Here are some of the things purchasers should look for and keep in mind when deciding whether to proceed with their purchase transaction:
- restrictions on parking, whether parking is included and restrictions on types of vehicles allowed
- assignment rights and associated costs
- restrictions on renting the unit during the occupancy period
- rules that purchasers can’t live with, ie restrictions on numbers and types of pets.
- the finishes included with the unit – these must be reviewed carefully, because regardless of what is seen in brochures or model suites, only what is included in the schedule of specifications attached to the agreement will be included in the unit
- closing adjustments paid in addition to the purchase price, including utility meters and new home warranty enrolment. In addition to increases in development charges, purchasers are now asked routinely to pay a portion of existing development charges and parks dedication charges, which can be thousands of dollars for a typical one bedroom unit. If asked, developers will often agree to a cap on these charges
- the budget should be reviewed to determine common expenses for the unit, and any increases depending on when the condominium is registered
- the occupancy date is usually tentative, and may be extended by the vendor. The first tentative occupancy date is sometimes more than 5 years in the future
- the occupancy date is not the final closing date. During interim occupancy, the purchaser will be required to pay occupancy fees to the developer. It’s only after final closing, which takes place after all the units are occupiable, that title can be transferred and the purchaser begins to pay down their mortgage
- HST – the sale price likely includes HST, minus the HST rebate for new housing which is assigned to the vendor. If you or an immediate family member do not intend to live in the unit as a principal residence, then you will not qualify for the rebate and you will have to add the amount of the rebate to the amount payable to the vendor on closing. The rebate remains a constant $24,000 for sale prices of $484,500 or more, and varies at lower prices. If you are going to rent the property, you may qualify for the HST rebate for new rental properties, which is the same amount as the new housing rebate. The new rental housing rebate can only be applied for after closing and after the unit is rented, and the issue then becomes having the cash flow to pay the rebate amount to the vendor on closing and waiting to receive it back from Canada Revenue Agency after closing.
- Non-resident speculation tax – an additional tax of 20% of the purchase price which non-residents of Canada must pay on closing, and an important factor for any non-resident to consider when purchasing any property.
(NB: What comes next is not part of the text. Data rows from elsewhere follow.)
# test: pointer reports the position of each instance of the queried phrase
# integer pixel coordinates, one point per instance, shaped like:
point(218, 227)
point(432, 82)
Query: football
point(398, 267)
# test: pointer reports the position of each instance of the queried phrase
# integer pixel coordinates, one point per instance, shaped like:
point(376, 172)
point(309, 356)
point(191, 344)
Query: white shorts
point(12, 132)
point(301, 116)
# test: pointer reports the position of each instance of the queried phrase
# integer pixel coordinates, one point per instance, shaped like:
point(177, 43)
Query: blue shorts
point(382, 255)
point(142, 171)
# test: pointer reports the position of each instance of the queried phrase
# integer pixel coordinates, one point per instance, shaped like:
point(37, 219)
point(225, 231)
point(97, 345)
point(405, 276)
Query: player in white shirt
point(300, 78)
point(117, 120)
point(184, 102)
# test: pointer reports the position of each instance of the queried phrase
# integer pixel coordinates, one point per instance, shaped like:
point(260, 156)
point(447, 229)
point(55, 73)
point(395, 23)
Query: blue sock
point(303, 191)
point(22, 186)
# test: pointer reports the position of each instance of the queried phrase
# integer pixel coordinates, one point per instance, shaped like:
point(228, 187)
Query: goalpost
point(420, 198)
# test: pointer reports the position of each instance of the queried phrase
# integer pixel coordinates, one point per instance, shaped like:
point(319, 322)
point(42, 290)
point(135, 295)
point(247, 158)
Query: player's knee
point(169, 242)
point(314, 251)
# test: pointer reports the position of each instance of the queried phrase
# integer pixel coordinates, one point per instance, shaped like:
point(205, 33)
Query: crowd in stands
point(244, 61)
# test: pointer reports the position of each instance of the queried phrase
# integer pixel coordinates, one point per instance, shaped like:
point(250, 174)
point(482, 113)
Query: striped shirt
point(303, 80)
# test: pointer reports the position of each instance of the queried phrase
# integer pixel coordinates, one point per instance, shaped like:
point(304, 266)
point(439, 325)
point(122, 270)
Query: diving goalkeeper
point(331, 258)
The 10-day rescission period is protection for buyers and allows them time to cool off and reconsider their purchase after the excitement of signing an agreement for a new condominium. To rescind an agreement of purchase and sale during this period, a purchaser or the solicitor for a purchaser must give written notice of rescission to the developer or to the developer’s solicitor. No special form of rescission is required and no reason for cancelling the agreement need be provided. Upon providing a notice of rescission, a developer is to promptly refund all money received from the purchaser.